Dorsey also confirmed that he is financially backing Nostr, another Twitter-like decentralized service popular among some crypto enthusiasts and run by an anonymous founder. “I know it’s early and that Nostr is weird and hard to use, but if you really believe in resisting censorship and free speech, you need to use the technologies that actually enable it and protect your rights,” Dorsey said.

Much of this is not particularly surprising. If you’ve followed Dorsey’s public comments over the past few years, he’s repeatedly said that Twitter’s “original sin” was to be a company beholden to advertisers and other corporate interests. That’s why he supported the company. (Not coincidentally, Dorsey still has approx of his personal wealth invested in the company, now known as X.) He was also very clear that he did many of the most significant things on Twitter reluctantly.

Not surprisingly, Dorsey’s comments were not well received by Bluesky. IN , Bluesky protocol engineer Paul Frazee said that Twitter was supposed to be the “first customer” of the AT protocol, but that “Elon killed it dead right” after taking over the company. “This whole company was frozen out of the protracted acquisition and the deal quickly ended when Elon took over,” Frazee said. “It was never going to happen.
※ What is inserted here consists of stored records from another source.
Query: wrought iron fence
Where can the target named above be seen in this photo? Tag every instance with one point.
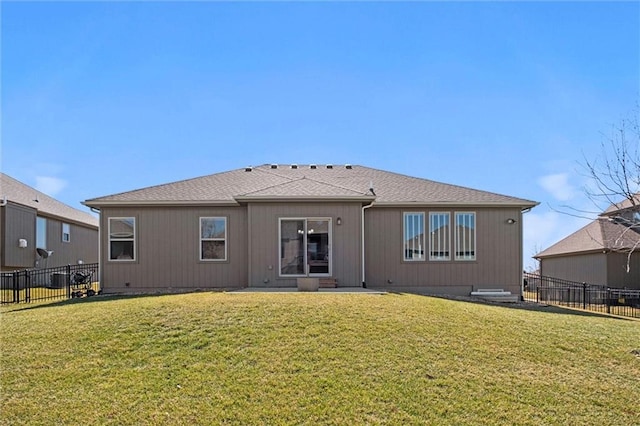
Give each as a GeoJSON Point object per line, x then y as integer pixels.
{"type": "Point", "coordinates": [599, 298]}
{"type": "Point", "coordinates": [64, 282]}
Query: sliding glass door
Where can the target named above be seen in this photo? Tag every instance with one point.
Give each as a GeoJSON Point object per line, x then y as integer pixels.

Also: unmoderated spaces are a ridiculous idea. We created a shared network for the existence of competing moderated spaces. Even if someone wants to make an unmoderated ATProto app, I guess they can? Good luck with app stores, regulators and users, I guess.”
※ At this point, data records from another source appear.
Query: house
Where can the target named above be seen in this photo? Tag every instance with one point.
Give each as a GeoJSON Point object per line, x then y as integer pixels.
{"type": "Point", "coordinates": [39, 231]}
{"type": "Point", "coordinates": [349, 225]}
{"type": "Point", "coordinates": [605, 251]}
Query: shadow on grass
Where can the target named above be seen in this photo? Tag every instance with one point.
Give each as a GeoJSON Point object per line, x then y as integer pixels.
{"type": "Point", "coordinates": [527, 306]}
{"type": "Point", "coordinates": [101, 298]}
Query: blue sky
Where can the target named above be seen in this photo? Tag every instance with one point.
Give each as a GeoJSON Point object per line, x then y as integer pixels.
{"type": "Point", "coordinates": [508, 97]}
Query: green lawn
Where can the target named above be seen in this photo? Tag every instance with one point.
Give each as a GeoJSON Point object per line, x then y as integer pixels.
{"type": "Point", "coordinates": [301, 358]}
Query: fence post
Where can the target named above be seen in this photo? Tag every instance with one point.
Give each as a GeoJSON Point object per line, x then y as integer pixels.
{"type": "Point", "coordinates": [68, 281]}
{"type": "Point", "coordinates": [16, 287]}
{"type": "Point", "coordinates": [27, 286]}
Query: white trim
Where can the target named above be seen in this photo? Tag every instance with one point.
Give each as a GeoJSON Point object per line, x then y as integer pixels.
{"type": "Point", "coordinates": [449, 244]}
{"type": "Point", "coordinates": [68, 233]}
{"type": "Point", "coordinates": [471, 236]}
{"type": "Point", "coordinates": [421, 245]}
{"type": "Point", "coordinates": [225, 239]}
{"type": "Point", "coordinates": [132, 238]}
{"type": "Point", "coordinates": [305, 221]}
While Dorsey was careful not to criticize Musk directly, he was a little less enthusiastic than when he said Musk would “expand the light of consciousness” by taking over Twitter. Dorsey noted that while he has fought government requests to remove accounts, Musk is taking the “other route” and generally complying. “Elon is going to fight the way he fights, and I appreciate that, but he can certainly be compromised,” Dorsey said.